Quite often the text that you will want PROC STREAM to process is contained in an external file (what I would refer to as a SAS Server Page - text, e.g., HTML, along with commands interpreted by SAS to generate additional data-driven content). So the question becomes how to do that since there in no infile option. And the answer is to use a %INCLUDE statement. PROC STREAM recognizes the %INCLUDE statement and will use the contents of that file as its input. So our PROC STREAM statement looks like this:

proc stream outfile= ... ;
BEGIN
/* Include text file to be processed */
&streamDelim; %include fileref-or-path-to-file;
;;;;

Note that fileref-or-path-to-file can reference a fileref, a physical path or use SAS aggregate syntax. I prefer to use aggregate syntax as typically my SAS Server Pages are organized in one or more directories (and you can define your fileref so it points to concatenated directories).

The content of the file being included need not be SAS code, it can be any text (e.g., HTML, XML, CSV, SAS code, and more) - whatever text it contains will be processed by the SAS tokenizer.

But now you ask, what it &streamDelim; and why is it there? It is a delimiter that is needed because certain SAS statements must appear on statement boundaries (i.e., they must be the very first statement in your program or they must immediately follow a semi-colon). So in order for PROC STREAM to recognize the %INCLUDE, it needs to follow a semicolon. But since you typically don't want the ; in the output file, we need to have a way to tell PROC STREAM to ignore it - thus &streamDelim. There are a number of other things you can do with &streamDelim - and I'll have examples and blog postings between now and SAS Global Forum.

NOTE: In the SAS TS1M2 release, PROC STREAM will create the &streamDelim macro variable if it does not already exist. Until then, you can slightly modify the syntax above as follows to create a value for streamDelim that is a valid SAS name token but whose text value is not in your input SAS Server Page, for example:

%let streamDelim = __&sysfunc(datetime(),z18.)
proc stream . . . . resetDelim = "&streamDelim";
/* Include text file to be processed */
BEGIN
&streamDelim; %include srvrpgs(HelloWorld.html);
;;;;

Input HTML (and other) files may have an additional wrinkle - named HTML Entities. For example, the HelloWorld.html file contains ® for the registered trademark symbol in the text:

. . . input SAS® Server Page . . .

When this text is processed we will likely get a warning, or depending on the context, an error message for &reg since the SAS tokenizer will interpret it as a macro variable reference. However, the comparable numeric HTML Entity (®) for the registered trademark symbol does not have this problem since the SAS tokenizer does not see #174 as a macro variable reference. In order to avoid editing the input files to convert named to numeric HTML Entities, we can let the SAS tokenizer do the work for us. Since the content of the input file is being tokenized and macro variable references are replaced with their values, including a series of %let statements like the following before invoking PROC STREAM for the standard HTML entities

%let reg = ®

will allow the tokenizer to do the substitutions for us: &reg will be replaced by &#174 and so ® will be resolved to ®.
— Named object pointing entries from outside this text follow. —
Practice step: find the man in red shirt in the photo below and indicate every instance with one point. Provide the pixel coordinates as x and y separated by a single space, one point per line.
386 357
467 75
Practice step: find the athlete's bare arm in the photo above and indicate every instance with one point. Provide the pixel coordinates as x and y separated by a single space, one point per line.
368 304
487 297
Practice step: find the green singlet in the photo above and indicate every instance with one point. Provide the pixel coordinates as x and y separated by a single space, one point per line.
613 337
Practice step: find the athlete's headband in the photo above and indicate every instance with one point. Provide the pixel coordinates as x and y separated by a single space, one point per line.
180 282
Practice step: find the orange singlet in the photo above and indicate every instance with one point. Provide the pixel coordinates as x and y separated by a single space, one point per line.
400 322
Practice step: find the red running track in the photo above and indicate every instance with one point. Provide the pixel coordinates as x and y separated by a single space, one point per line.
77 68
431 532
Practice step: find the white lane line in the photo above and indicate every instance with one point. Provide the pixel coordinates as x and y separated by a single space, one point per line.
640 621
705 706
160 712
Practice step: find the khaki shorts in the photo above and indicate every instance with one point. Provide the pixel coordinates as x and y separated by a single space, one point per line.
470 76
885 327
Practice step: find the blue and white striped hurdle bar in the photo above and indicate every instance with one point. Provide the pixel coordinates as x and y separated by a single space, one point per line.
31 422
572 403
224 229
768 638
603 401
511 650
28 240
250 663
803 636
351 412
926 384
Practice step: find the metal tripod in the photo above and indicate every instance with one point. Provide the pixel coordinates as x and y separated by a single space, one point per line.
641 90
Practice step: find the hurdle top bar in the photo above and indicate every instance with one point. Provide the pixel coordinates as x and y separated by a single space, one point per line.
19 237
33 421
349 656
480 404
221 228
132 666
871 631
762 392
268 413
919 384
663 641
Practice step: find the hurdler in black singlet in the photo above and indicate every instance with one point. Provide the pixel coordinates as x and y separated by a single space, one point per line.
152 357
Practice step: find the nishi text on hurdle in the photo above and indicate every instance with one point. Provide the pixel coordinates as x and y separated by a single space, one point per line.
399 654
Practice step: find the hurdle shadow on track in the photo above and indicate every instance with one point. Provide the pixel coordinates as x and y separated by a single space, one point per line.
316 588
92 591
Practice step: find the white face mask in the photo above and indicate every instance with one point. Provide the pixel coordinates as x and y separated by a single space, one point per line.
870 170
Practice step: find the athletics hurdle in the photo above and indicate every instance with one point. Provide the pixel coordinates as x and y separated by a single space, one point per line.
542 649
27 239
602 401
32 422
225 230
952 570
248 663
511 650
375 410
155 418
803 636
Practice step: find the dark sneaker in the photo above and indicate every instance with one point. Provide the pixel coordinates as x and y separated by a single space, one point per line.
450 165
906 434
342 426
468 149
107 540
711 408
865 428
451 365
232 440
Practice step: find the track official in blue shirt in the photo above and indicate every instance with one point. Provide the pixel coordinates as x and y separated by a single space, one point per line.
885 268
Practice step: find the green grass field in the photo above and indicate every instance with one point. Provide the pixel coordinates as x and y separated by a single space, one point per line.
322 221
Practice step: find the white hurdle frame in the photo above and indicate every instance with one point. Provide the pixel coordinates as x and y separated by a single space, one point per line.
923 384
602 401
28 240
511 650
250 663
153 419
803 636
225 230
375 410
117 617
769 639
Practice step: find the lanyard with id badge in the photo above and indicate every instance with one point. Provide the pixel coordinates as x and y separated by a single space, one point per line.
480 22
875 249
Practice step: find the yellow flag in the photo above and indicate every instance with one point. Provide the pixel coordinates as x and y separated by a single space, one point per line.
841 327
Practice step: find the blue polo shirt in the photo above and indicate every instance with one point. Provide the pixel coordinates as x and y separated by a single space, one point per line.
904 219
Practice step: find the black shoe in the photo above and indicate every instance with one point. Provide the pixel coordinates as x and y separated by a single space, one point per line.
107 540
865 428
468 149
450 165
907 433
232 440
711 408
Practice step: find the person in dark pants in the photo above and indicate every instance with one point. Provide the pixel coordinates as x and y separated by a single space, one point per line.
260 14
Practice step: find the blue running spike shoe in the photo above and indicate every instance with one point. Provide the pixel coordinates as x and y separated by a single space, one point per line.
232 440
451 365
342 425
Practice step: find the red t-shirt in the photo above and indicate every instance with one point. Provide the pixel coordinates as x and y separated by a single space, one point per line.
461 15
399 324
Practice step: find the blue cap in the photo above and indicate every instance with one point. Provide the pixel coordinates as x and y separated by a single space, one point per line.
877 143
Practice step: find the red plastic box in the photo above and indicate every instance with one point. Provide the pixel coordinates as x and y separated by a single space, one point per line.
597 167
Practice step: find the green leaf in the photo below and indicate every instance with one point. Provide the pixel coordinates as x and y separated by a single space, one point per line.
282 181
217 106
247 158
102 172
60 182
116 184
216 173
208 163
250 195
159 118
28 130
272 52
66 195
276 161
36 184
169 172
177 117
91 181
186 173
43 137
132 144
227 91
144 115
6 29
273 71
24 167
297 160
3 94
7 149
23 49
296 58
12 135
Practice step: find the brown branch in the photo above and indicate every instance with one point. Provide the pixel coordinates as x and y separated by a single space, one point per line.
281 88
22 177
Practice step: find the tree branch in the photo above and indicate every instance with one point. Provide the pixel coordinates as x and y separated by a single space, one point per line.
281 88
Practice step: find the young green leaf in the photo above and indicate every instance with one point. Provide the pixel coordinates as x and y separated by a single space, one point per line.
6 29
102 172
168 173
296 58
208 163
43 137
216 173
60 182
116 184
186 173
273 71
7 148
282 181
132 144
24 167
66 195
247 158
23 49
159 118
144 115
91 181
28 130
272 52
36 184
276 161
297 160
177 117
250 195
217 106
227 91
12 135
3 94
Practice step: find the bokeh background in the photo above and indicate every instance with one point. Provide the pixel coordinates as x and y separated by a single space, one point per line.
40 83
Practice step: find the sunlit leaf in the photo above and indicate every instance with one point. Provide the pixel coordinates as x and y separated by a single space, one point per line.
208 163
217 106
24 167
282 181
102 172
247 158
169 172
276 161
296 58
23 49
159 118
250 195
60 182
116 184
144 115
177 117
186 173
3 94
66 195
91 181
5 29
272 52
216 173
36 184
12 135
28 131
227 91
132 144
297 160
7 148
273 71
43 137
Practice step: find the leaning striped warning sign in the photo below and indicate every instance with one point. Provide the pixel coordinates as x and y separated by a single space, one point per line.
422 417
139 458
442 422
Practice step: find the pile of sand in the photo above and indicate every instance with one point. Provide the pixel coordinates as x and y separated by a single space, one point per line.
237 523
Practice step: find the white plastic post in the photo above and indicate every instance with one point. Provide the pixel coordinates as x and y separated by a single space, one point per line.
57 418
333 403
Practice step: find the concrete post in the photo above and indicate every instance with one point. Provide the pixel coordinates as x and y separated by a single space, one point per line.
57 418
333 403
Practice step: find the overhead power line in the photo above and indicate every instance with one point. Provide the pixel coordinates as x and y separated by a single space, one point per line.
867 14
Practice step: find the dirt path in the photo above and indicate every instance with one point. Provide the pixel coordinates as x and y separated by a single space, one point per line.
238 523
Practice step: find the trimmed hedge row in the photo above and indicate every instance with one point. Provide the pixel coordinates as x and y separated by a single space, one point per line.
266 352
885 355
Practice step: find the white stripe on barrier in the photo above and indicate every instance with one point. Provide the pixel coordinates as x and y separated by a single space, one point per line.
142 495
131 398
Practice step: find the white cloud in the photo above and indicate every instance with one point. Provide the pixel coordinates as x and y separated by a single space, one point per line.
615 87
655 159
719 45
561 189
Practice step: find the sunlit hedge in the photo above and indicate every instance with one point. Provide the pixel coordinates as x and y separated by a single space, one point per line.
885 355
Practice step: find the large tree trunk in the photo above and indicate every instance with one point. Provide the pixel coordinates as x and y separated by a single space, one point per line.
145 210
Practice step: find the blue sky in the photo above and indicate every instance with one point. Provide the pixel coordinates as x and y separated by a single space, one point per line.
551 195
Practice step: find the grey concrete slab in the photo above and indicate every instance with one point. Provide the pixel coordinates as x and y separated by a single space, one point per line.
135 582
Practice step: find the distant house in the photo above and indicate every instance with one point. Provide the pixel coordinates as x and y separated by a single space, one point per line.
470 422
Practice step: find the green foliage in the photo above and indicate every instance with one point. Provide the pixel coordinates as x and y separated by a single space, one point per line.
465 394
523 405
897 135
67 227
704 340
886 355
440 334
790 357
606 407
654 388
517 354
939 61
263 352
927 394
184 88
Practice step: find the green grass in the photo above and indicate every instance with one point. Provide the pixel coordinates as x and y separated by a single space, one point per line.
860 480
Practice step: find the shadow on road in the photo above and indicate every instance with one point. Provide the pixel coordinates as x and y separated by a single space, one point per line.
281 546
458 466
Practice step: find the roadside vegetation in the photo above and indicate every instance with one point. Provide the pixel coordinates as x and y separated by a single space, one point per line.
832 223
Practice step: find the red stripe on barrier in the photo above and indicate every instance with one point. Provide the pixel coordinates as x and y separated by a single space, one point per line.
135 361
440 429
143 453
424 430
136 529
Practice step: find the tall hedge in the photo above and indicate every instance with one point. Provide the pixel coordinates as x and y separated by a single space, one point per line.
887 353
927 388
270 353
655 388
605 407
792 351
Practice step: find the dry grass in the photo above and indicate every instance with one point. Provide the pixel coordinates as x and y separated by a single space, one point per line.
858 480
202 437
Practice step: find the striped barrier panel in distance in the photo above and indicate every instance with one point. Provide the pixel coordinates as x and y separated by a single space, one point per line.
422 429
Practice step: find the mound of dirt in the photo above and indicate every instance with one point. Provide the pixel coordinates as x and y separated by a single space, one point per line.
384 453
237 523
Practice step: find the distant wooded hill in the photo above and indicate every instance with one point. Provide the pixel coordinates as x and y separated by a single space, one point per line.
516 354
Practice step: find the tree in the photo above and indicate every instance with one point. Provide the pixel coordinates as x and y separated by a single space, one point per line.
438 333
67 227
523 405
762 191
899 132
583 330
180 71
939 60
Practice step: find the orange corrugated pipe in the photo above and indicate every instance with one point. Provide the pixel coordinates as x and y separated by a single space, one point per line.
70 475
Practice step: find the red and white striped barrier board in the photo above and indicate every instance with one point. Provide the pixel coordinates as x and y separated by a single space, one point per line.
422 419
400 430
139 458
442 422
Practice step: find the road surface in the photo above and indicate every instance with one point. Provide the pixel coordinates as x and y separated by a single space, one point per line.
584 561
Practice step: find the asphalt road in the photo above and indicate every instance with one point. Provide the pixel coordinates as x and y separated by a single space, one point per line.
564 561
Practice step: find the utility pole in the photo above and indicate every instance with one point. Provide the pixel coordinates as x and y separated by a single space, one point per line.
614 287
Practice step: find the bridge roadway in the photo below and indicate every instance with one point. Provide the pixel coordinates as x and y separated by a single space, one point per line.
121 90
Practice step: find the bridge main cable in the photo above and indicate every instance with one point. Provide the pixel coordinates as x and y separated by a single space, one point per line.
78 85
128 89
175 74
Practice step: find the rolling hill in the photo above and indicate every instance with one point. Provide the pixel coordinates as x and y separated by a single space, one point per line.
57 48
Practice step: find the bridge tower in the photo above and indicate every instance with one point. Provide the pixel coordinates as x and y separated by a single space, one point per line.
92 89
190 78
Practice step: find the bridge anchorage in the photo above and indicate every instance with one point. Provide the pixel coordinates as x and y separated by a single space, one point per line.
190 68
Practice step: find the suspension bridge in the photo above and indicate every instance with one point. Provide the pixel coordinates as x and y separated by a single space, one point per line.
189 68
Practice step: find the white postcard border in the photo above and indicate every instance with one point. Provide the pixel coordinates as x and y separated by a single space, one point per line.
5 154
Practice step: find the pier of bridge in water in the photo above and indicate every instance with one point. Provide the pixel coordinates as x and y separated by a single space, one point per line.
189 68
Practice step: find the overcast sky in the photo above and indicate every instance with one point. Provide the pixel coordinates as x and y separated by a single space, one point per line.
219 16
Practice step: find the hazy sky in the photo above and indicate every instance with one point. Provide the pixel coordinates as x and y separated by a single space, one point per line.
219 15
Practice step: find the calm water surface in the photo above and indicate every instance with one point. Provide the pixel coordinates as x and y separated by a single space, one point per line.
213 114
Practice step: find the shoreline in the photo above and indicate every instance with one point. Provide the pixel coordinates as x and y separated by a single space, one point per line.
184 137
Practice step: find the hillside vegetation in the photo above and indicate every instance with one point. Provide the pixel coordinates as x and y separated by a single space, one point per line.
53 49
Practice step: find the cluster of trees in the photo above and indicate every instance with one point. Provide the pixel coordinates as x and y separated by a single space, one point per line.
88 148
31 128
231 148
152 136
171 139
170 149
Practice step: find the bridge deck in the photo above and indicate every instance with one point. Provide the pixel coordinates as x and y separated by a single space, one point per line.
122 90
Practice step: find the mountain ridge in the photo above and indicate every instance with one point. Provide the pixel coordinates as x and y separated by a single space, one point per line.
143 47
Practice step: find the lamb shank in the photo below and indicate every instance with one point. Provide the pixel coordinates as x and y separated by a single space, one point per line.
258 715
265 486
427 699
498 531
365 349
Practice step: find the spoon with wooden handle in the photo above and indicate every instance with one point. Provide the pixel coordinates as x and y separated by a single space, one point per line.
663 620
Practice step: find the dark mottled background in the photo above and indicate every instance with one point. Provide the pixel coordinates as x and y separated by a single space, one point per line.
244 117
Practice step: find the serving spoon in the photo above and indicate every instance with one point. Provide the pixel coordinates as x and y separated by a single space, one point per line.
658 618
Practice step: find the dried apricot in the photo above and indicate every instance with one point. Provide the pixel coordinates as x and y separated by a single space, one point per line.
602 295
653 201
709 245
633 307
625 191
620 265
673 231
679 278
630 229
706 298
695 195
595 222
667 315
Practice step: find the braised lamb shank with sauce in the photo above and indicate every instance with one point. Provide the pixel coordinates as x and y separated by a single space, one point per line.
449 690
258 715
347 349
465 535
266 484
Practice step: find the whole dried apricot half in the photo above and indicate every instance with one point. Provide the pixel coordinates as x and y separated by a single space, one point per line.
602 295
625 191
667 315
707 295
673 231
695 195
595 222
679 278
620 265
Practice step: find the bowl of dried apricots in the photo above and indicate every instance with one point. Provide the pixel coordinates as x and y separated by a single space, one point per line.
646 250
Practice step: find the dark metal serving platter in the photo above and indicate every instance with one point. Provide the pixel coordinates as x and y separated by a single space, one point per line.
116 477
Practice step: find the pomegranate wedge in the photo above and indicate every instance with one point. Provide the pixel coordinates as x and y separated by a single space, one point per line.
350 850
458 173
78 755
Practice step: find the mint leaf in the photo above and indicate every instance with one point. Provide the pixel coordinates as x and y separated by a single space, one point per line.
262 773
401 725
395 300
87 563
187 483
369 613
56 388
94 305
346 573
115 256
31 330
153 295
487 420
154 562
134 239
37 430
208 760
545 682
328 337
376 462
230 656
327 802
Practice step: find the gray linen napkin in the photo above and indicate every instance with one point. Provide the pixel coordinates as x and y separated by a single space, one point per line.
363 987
You can see both %include and this substitution in action on my server using:

• the SAS/IntrNet Application Dispatcher
• the Stored Process Server

both of which use the same code and the same input SAS Server Page (our Hello World example).

I will have more examples in future blog entries (and, of course, in the book) that take advantage of %INCLUDE, including input SAS Server Pages that have %INCLUDE statements.